As your business grows, you may toy with the idea of offering a small number of shares to key employees to keep them attached to the business. This can motivate staff and offers them a stake in the business that they are working so hard to build.
This may sound straightforward, but problems can arise. For example, what happens if you receive an offer for your business that can’t be refused? Having to deal with each shareholder before negotiations can begin could take a long time and may deter potential buyers. So what can be done?
SmallBusiness.co.uk teamed up with Gemma Taaffe of Sherrards Solicitors to give you this beginner’s guide to share schemes:
Planning ahead is key if you want to avoid potential complications. The easiest mistake is to have granted the shares to an employee without retaining control over the voting rights if you want to sell the company.
In that case, a potential bidder would have to deal with various minority shareholders in order to buy the company outright. Balancing the need to negotiate the deal in secret while keeping minority shareholders informed could be a headache.
Share schemes are becoming more and more popular as a result of the favourable tax treatment that is available for both the company and for the employees. The schemes usually favoured by business owners are those that tie employees to the future growth of the company by granting them the right to purchase shares in the future rather than at the outset.
In this way the employees and business owners alike can feel like the shares that have been granted have been earned, rather than handed out.
A good share scheme will be governed by a robust set of rules that will set out the conditions on which the shares are issued.
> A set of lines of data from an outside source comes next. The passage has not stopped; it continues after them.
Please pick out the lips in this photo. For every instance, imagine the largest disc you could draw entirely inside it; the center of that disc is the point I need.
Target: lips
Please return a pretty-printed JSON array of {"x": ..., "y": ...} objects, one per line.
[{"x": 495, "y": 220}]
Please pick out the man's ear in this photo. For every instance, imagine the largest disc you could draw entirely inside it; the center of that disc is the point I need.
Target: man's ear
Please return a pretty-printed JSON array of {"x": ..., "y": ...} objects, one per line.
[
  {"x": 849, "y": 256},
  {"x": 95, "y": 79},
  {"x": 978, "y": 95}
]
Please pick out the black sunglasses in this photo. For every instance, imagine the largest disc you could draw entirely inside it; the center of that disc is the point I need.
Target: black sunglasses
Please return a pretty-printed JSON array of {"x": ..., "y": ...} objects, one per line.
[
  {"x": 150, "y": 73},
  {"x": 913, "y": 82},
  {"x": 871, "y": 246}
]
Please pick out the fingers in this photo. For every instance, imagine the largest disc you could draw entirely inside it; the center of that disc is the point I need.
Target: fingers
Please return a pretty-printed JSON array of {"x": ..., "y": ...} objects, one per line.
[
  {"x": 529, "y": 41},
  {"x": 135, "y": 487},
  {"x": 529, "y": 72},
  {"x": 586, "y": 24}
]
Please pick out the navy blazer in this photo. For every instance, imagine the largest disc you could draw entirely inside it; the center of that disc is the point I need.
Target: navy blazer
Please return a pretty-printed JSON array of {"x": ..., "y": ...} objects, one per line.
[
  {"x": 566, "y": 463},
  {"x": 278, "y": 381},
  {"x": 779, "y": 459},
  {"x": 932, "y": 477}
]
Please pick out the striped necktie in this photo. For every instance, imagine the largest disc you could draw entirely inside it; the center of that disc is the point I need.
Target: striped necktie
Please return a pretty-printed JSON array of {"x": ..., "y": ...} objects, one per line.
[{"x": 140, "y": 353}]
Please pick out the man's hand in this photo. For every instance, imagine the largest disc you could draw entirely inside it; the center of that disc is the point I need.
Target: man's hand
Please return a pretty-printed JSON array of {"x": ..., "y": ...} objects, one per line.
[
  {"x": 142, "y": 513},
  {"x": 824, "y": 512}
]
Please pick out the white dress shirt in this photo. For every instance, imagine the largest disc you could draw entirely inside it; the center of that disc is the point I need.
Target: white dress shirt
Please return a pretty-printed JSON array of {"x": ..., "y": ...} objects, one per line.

Such rules might include:
- The date on which employee share option-holders will be entitled to buy their shares – this may be tied to a length of service condition or the condition that the employee meets certain medium or long-term performance targets.
- Employees might be given the option to buy shares in stages, to guard against them getting the maximum amount of shares at the outset and then ‘taking their foot off the pedal’.
- If you sell the company employee share option holders can be required to sell out to the favoured bidder – so long as they are offered the same price for each of their shares as the majority owner is offered for each of his. This ensures that the eventual buyer ends up with 100 per cent of the shares.
When it comes to share schemes, the bottom line is to think of these issues in advance and plan well ahead. By granting share options to your key employees, you can enjoy the benefits of a motivated workforce without jeopardising the sale of your company at a later date.
NB: Sherrards is regulated by the Law Society. The information in this article is correct at the time of publication. Every care is taken in the preparation of this article. However, no responsibility can be accepted for any person who acts on the basis of information contained in it. You are recommended to obtain specific advice in respect of individual cases.